A place for me to dump my ideas. I'm not sure exactly what is going to end up here. But I promise it will be useless.
You find yourself in a startlingly familiar position.
What could be more familiar than the grocery store?
As you lazily saunter through the aisles,
a thought crosses your mind
"I should treat myself"
"Well sure," you respond
"That's what the cherries are going to be for."
But suddenly, the simple cherry doesn't sound so great
You feel a deep, painful, feeling starting to grow
Yeah, a box a crackers and a tub of cream cheese would be pretty great
But you told yourself you were going to eat healthier
And now you're stuck,
frozen in the middle of the grocery store
You know this feeling well, a constant companion
The inner pain bubbling up within
You know what it wants (FOOD)
You know that it only stops while you're eating
once you're done, it starts back up again
Night after night, the same battles waged and lost.
But today it finds you in the middle of a shopping trip
You empty your mind,
take a deep breath
1
2
3
4
exhale
the relief is fleeting.
You're starting to panic
"I thought I was going to face my demons"

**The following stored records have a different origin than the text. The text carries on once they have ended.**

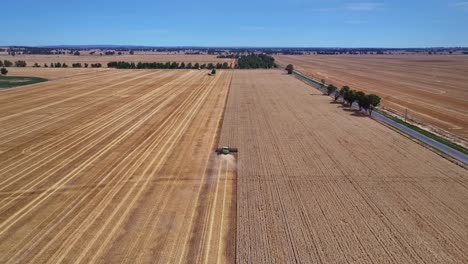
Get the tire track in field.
[115,73,219,259]
[70,72,221,262]
[0,71,186,185]
[12,72,210,264]
[0,69,174,142]
[0,71,197,226]
[0,71,236,263]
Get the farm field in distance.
[0,69,236,263]
[275,55,468,141]
[220,70,468,263]
[0,51,233,67]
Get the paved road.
[294,73,468,164]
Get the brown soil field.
[220,69,468,264]
[275,55,468,140]
[0,70,236,263]
[0,54,234,67]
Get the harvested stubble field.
[8,67,111,80]
[275,55,468,140]
[0,53,234,67]
[0,70,235,263]
[220,70,468,264]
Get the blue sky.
[0,0,468,47]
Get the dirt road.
[0,70,235,263]
[275,55,468,140]
[220,71,468,263]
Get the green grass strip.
[379,111,468,155]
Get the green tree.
[356,91,366,111]
[345,90,356,107]
[327,84,338,96]
[356,91,370,111]
[286,64,294,74]
[367,94,381,115]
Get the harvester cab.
[216,146,237,155]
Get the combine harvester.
[216,146,237,155]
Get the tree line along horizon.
[0,53,381,115]
[285,64,381,115]
[0,54,276,70]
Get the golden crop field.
[0,70,235,263]
[276,55,468,141]
[0,68,468,264]
[220,70,468,264]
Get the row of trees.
[107,61,230,70]
[322,84,381,115]
[33,62,102,68]
[237,54,276,69]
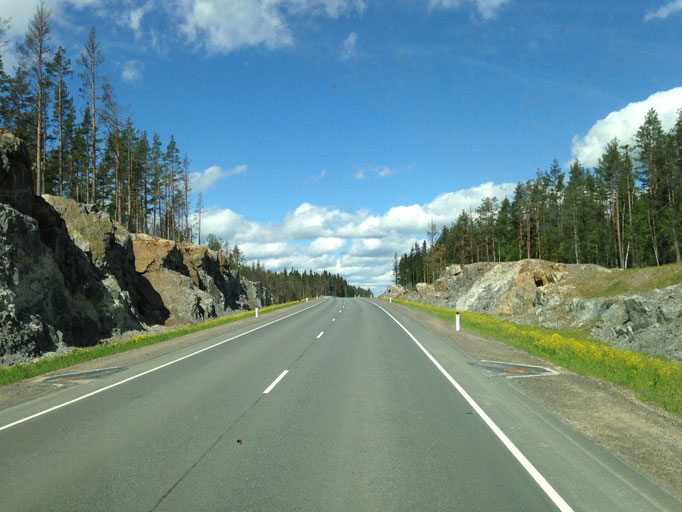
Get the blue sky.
[0,0,682,293]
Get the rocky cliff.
[0,131,272,364]
[384,259,682,360]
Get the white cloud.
[121,60,142,82]
[572,87,682,167]
[308,236,346,256]
[429,0,511,20]
[123,0,155,39]
[341,32,358,60]
[177,0,366,53]
[355,166,396,180]
[644,0,682,21]
[194,183,516,293]
[189,165,248,192]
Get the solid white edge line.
[367,301,573,512]
[0,299,327,432]
[263,370,289,395]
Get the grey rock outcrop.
[385,260,682,360]
[0,131,272,365]
[0,132,134,364]
[43,195,140,330]
[132,234,216,325]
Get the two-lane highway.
[0,299,680,511]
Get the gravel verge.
[392,304,682,498]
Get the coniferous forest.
[0,8,371,302]
[0,9,193,242]
[393,109,682,286]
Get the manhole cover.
[43,366,125,384]
[469,361,558,377]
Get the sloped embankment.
[385,259,682,360]
[0,131,272,364]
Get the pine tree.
[46,46,75,196]
[78,27,104,203]
[101,80,123,222]
[19,0,51,195]
[635,109,665,265]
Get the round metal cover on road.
[43,366,125,384]
[469,361,558,378]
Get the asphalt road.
[0,299,682,511]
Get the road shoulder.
[382,304,682,498]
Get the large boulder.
[43,195,140,330]
[131,234,222,325]
[239,277,273,309]
[0,138,137,363]
[0,203,70,364]
[0,130,34,216]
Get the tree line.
[393,109,682,286]
[207,233,372,303]
[240,262,372,302]
[0,2,191,242]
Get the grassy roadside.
[386,299,682,415]
[0,300,304,386]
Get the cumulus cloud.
[308,236,346,256]
[644,0,682,21]
[123,0,155,39]
[177,0,366,53]
[572,87,682,167]
[341,32,358,60]
[121,60,142,82]
[195,183,516,293]
[429,0,511,20]
[189,165,248,192]
[355,166,396,180]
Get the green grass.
[386,299,682,415]
[0,300,304,386]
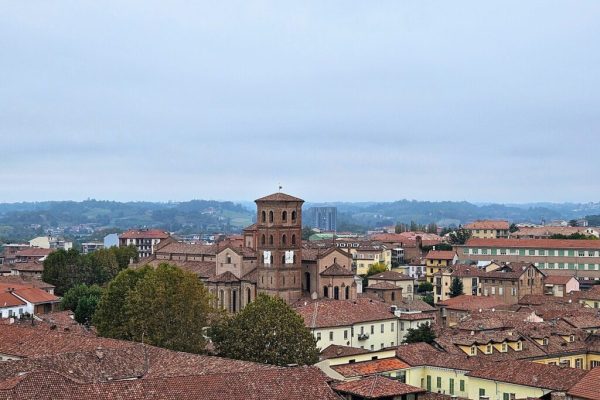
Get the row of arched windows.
[260,210,296,223]
[260,233,296,246]
[323,286,350,300]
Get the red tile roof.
[0,367,339,400]
[369,271,415,281]
[0,292,26,308]
[331,357,410,378]
[14,288,60,304]
[567,367,600,400]
[333,375,425,399]
[466,360,587,391]
[9,261,44,272]
[320,264,354,276]
[15,247,54,258]
[254,192,304,202]
[295,298,396,328]
[437,294,504,311]
[319,344,371,360]
[119,229,170,239]
[465,220,509,230]
[544,275,574,285]
[464,238,600,249]
[365,282,401,290]
[425,250,456,260]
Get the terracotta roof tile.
[254,192,304,202]
[369,271,414,281]
[295,298,396,328]
[544,275,574,285]
[319,344,371,360]
[333,375,425,399]
[466,361,587,391]
[464,238,600,249]
[331,357,410,378]
[437,294,504,311]
[465,220,509,230]
[567,367,600,400]
[13,288,60,304]
[425,250,456,260]
[0,292,26,308]
[320,263,354,276]
[119,229,170,239]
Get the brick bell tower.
[255,193,304,304]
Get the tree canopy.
[211,295,319,365]
[94,264,212,353]
[42,246,138,295]
[367,262,388,276]
[450,228,471,244]
[450,276,464,297]
[402,323,436,343]
[61,284,102,325]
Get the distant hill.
[0,200,600,241]
[0,200,254,241]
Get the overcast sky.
[0,0,600,202]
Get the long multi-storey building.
[455,239,600,281]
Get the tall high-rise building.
[256,193,304,304]
[306,207,337,232]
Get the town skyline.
[0,1,600,203]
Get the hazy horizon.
[0,0,600,204]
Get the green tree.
[367,262,388,276]
[417,281,433,293]
[450,276,464,297]
[302,226,314,240]
[421,292,435,307]
[75,294,100,325]
[42,249,85,296]
[93,266,152,340]
[450,228,471,244]
[94,264,212,353]
[402,323,436,343]
[211,295,319,365]
[60,284,102,311]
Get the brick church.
[142,193,357,312]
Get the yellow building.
[464,220,509,239]
[425,250,458,283]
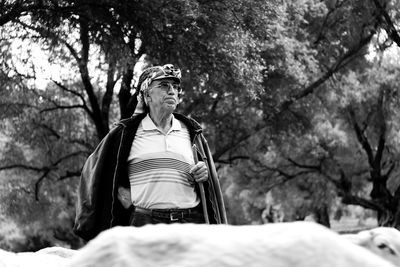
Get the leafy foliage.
[0,0,400,250]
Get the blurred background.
[0,0,400,252]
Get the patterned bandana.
[138,64,181,92]
[134,64,181,114]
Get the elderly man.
[74,64,227,240]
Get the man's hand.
[117,186,132,209]
[189,161,208,183]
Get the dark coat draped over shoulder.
[73,113,227,240]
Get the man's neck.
[149,112,173,133]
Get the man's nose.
[167,86,175,95]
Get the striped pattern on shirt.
[129,156,192,187]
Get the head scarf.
[134,64,182,114]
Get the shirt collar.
[142,114,182,131]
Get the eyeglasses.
[156,82,182,94]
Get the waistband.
[134,207,200,221]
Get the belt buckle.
[169,211,183,222]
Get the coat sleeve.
[73,129,120,240]
[195,134,228,224]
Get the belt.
[135,207,198,222]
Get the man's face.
[146,79,180,113]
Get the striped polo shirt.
[128,114,199,209]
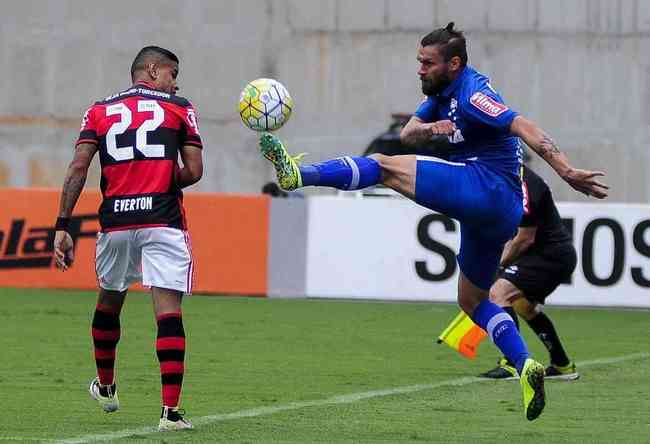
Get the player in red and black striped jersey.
[77,67,202,232]
[54,46,203,430]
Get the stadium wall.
[0,0,650,203]
[0,189,650,307]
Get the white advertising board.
[306,197,650,307]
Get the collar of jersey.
[440,65,471,99]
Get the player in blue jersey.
[260,23,607,420]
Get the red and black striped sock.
[156,312,185,407]
[92,304,120,385]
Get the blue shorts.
[415,156,523,290]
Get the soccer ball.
[239,79,293,131]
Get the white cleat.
[88,378,120,413]
[158,407,194,432]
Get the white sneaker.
[88,378,120,413]
[158,406,194,432]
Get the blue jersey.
[415,66,521,188]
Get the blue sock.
[472,299,529,374]
[300,157,381,190]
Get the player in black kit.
[481,166,580,380]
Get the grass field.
[0,289,650,443]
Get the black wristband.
[54,217,70,231]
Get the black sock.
[528,312,569,367]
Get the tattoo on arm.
[59,169,86,217]
[59,143,97,217]
[537,134,560,161]
[402,124,431,145]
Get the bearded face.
[417,45,452,96]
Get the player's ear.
[147,63,159,80]
[448,56,462,71]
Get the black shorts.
[498,244,577,304]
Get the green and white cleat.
[158,407,194,432]
[88,378,120,413]
[260,133,302,191]
[519,358,546,421]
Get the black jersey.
[519,166,571,254]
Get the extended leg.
[260,134,416,194]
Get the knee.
[488,285,510,307]
[513,299,542,321]
[458,294,481,318]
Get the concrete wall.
[0,0,650,202]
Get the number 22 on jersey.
[106,100,165,161]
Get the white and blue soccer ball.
[239,79,293,131]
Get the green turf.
[0,289,650,444]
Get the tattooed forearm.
[59,166,87,217]
[401,124,431,146]
[536,134,561,161]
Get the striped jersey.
[77,82,203,231]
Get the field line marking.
[50,353,650,444]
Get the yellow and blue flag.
[438,311,487,359]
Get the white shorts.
[95,227,194,294]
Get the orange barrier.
[0,188,270,296]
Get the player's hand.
[54,230,74,271]
[429,120,456,136]
[562,168,609,199]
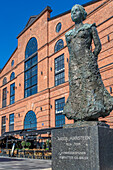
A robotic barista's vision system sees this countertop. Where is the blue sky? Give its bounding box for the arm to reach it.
[0,0,89,68]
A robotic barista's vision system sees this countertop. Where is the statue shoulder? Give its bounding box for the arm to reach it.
[65,29,73,43]
[65,30,73,37]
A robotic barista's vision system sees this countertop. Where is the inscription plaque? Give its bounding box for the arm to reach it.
[52,126,113,170]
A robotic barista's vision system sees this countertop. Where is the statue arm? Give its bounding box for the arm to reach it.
[92,26,101,57]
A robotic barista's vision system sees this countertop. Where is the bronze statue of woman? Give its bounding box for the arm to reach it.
[63,5,113,121]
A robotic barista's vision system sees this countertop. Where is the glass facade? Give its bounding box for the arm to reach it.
[55,97,65,127]
[1,116,6,134]
[3,77,7,85]
[25,37,37,59]
[9,113,14,131]
[10,83,15,104]
[10,72,15,80]
[55,54,65,86]
[11,60,14,67]
[56,22,62,32]
[24,110,37,130]
[2,87,7,108]
[24,38,38,97]
[55,39,64,53]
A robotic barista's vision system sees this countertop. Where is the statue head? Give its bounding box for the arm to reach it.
[71,4,87,22]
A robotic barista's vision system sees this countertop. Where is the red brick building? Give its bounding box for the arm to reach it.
[0,0,113,136]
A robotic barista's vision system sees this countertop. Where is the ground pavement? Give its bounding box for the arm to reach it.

but instead you find yourself facing a 50% off sale
A hand reaches out, and once the tub is in your grasp
all your worries melt away.
A great silence
You're going to treat yourself tonight.
-------------------------------------------------------------------------------------------
I do blame myself for my eating habits,
of course. No one else could possibly be responsible. Yet, I can't
help but feel that we have constructed a society where the masses
(which apparently includes myself) are mined for profit by large food
corporations. To put it plainly, if I was still a kid, there's no way
I'd get away with eating half the shit I do. My mom would keep
me in line. However, I am tragically in charge of feeding myself
now. There's just no way for natural food to compete with the
cornucopia o f factory-made delights flowing from the large
corporations. Hilariously, we sit here amidst an obesity crisis,
injecting ourselves with gila monster toxins, in order to stave off
the pounds. I can tell you that if all I had available to eat
was fresh, seasonal vegetables, fruits, and whole grains then I would
not have the cravings that I deal with. But then again, maybe
I'd be an alcoholic or something. Who knows.